Stephen Nadler’s 2017 article focuses on illustrations of the Clerselier edition, but also compares these to Schuyl’s edition (1662) and reveals the identities of four illustrators. Cornelis Huyberts drew the original illustrations for Descartes “Treatise of Man.” However, when Clerselier contacted Huyberts, he failed to produce them as promised, so Clerselier solicited new illustrations. Gerard van Gutschoven, a physician, anatomist, and mathematician who knew Descartes personally, and Daniel de La Forge, a medical doctor from Saumur, France who was well versed in Cartesian philosophy, both agreed to create the new illustrations. Clerselier made a competition of the project. He wanted schematics rather anatomical drawings. In the end, the 1664 edition included one drawing by Descartes, six by La Forge, and the rest were by Gutschoven.

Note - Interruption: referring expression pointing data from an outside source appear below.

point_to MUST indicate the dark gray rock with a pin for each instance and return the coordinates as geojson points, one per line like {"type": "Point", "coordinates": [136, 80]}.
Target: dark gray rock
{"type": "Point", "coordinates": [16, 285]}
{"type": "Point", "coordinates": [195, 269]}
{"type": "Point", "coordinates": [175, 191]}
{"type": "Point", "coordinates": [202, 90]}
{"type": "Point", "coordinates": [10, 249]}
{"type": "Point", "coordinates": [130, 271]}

Descartes, Rene.  (1662). Renatus des Cartes De homine: Figuris et Latinitate donus a Florentio Schuyl. Apud Franciscum Moyardum & Petrum Leffen: Lugduni Batavorum. Retrieved from

Descartes, Rene. (1677). Tractaus de homine et de formatione foetus quorum prior notis perpetuis Ludovici de La Forge, M.D., illustratur. – Amstelodami : Apud Danielem Elseverium.

Descartes, Rene. (1677). L’Homme de René Descartes, et la formation du foetus, avec les remarques de Louis de la Forge. A quoy l’on a ajouté le Monde ou traité de la lumière du mesme auteur. . Paris: Chez Charles Angot. Retrieved from

Descartes, Rene. (1972). Treatise of man ; French text with translation and commentary by Thomas Steele Hall. Cambridge: Harvard University Press.

Jeremy Norman & Co. (1991). The Haskell F. Norman Library of science and medicine / by Diana H. Hook & Jeremy M. Norman. San Francisco: Jeremy Norman & Co.

Nadler, S. (2017). 12. The art of Cartesianism: the illustrations of Clerselier’s edition of Descartes’s Traite de l’homme (1664). In Descartes’ Treatise on Man and its Reception edited by Delphine Antoin-Mahut, Stephen Gaukroger. Springer. Google Books:

Wilkin, Rebecca M. (2003) Figuring the Dead Descartes. Representations, Vol. 83, No 1, page 38-66.